Vivetta, the super fun, flirty, crazy brand every self-respecting Singaporean fashionista needs to know now
Welcome to the playground
To Italian designer Vivetta Ponti, 'Girls Just Want To Have Fun' isn't just a song; it's a school of thought. Take her spring/summer 2018 collection. Heck, take all her collections since its inception a decade ago. Never one to shy away from loud statements — Colour! Appliqué! Swarovski! — she favours the dramatic over the linear, she chooses fuss over passivity.

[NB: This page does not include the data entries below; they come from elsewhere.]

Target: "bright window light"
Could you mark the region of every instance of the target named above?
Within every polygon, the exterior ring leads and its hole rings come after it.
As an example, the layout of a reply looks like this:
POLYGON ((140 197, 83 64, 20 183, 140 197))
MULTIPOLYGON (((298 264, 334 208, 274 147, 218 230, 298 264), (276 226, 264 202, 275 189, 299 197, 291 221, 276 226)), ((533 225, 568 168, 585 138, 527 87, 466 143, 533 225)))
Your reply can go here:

And we're completely aboard that cray train. That sequin macramé koi fish on nude hooded mesh is the kind of merry madness the spirited can get behind. Sign us up for the puffy crinoline-enforced lollipop tulle skirt, flaming glitter corset top, knee-high poppy pastel boots and feathered mummy jeans too. The highlight in all of this though, is the embroidered surrealist art on the high-octane silk dresses, made possible thanks to the work of an artist Ponti chanced upon on social media.
Read the product of fashion editor Jolene Khor's chat with her below, as she unearths Vivetta's inspirations, memories and design principles which drive her eponymous label, then find out where to shop below the fold.
Let's talk about the SS18 collection. What were your inspirations?
Many different things inspired me; I start from something I see and I like. I am fascinated more and more by interiors, antique stuffs, vintage clothes and books. The fairy tale romance mood comes from all these inspirations, from elements I choose to be surrounded by.
And then there's painter Andrey Remnev.
I found Remnev's artworks by chance on Instagram, and I was instantly smitten — his work deeply resonated with my peculiar, surreal aesthetic. I had found my artistic soulmate! I asked him to collaborate with me and he agreed. After that, the Russian artist's drawings — particularly his ancient, melancholic strokes, graphic yet modern; his colours and the delicate and dream-like female characters in his paintings — were translated into whimsical embroideries and appliqués on the catwalk.
You're an expert at colour-blocking. Are there rules you follow?
Personally, I love bright colours; I have a special relationship with pink so I like playing with its complementary and secondary colours.
The energy in your clothes is palpable. Where from does it come?
It comes from the world I live in, from the inspirations that surround me: my collections reflect what I love, my interests, my inner world. The retro feel of the items is balanced by a decidedly contemporary style that focuses on delivering something new. I love cats (and all animals, for that matter), the fifties, the sixties, Surrealism, the Nouvelle Vague, Anna Karina, Mia Farrow, Catherine Deneuve, Barbara Steele, sixties Italian horror movies, collecting old toys, vintage dolls, vintage children's books, sixties and seventies experimental animated movies.
Is more, more?
More is more if the elements are coherent.
When did you first discover fashion?
I've always been attracted to the fashion world. My mother often reminds me that when I was only a child, I just wanted to draw clothes. Then at the age of 18, I decided that my art would be creating clothes. To me, designing clothes is creating wearable art. Art is the highest form of expression; clothes are the best means to make it closer to people.
What is your favourite fashion trend at the moment?
Oversized silhouette from 80's. I've always looked to the past for inspiration, though with both my feet in the present.
And one you want to see gone?
Every day is a new challenge and I'm open to trying everything. That's the only way you learn about fashion.